Tailored for undergraduate researchers, this calendar is a curated list of research seminars at the University of Illinois. Explore the diverse world of research and expand your knowledge through engaging sessions designed to inspire and enlighten.

To have your events added or removed from this calendar, please contact OUR at ugresearch@illinois.edu

PhD Final Defense – Akshay Pandit

Mar 12, 2026   8:00 am  
Civil & Environmental Engineering Building Room 3019
Sponsor
Department of Civil and Environmental Engineering
Originating Calendar
CEE Seminars and Conferences

Trade and Agriculture: An Analysis at Global and Bilateral Scales

Advisor: Professor Megan Konar

Abstract

Over the last six decades, global agri-food trade has witnessed tremendous growth with parallel improvements

in agricultural productivity. This has also resulted in the establishment of major trade participants with bilateral

systems of significant consequence at the global scale, principally the US and China. Yet its implications for

crop productivity, resource use, and the bilateral agri-food trade between the key nations remain insufficiently

understood. This dissertation examines how international trade affects agricultural outcomes across scales, from

global crop yields and groundwater use to county-level farm income, through four interconnected studies.

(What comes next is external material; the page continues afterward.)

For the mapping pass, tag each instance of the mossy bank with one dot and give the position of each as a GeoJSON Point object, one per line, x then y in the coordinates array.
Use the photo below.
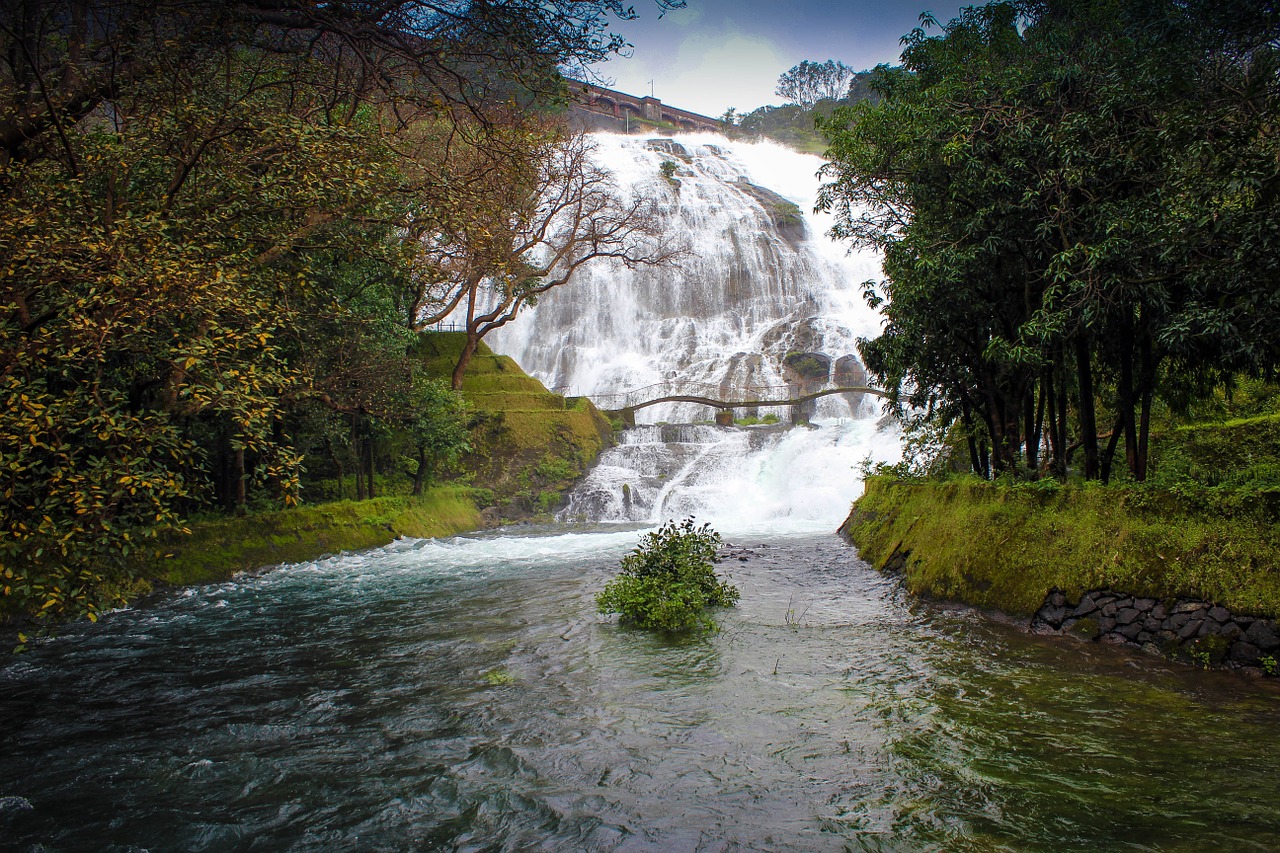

At the global scale, we construct, decompose, and compare measures of global physical crop yield weighted by

harvested area, production, and trade shares using FAO data from 1961 to 2021, finding that global exports are

systematically skewed toward higher-yield crops and that exporting countries consistently outperform

importing countries in physical yield, indicating that globalization complements efforts to close yield gaps.

Turning to the environmental consequences of trade, we develop a suite of econometric regressions to account

for the impact of trade liberalizations in a framework that includes standard determinants of countries' water

supply and demand. We focus on groundwater use and on the contribution of regional trade agreements (RTAs)

to capture the impact of trade liberalizations. We find that more openness to trade due to an increasing number

of RTAs may actually reduce total groundwater abstractions, which is qualified by countries' comparative

advantage.

Focusing on the United States and China, two of the largest players in global agricultural trade, we develop a

novel data-fusion algorithm integrating U.S. Census trade data, the Freight Analysis Framework, and

Multi-Regional Input-Output tables to estimate 15,469 state-province and 713,806 county-province bilateral

agri-food links and identify critical port counties as core nodes in the trade network.

Additionally, using China's WTO accession and its favorable soybean tariffs as a quasi-natural experiment, we

employ a difference-in-differences design to estimate the causal impact of trade liberalization on farm income.

We find that U.S. counties specialized in soybean production saw significantly higher farm income growth

following the trade shock.

Together, these four studies contribute multi-scale evidence on how international trade affects agriculture to

inform decision-making for national and global food security.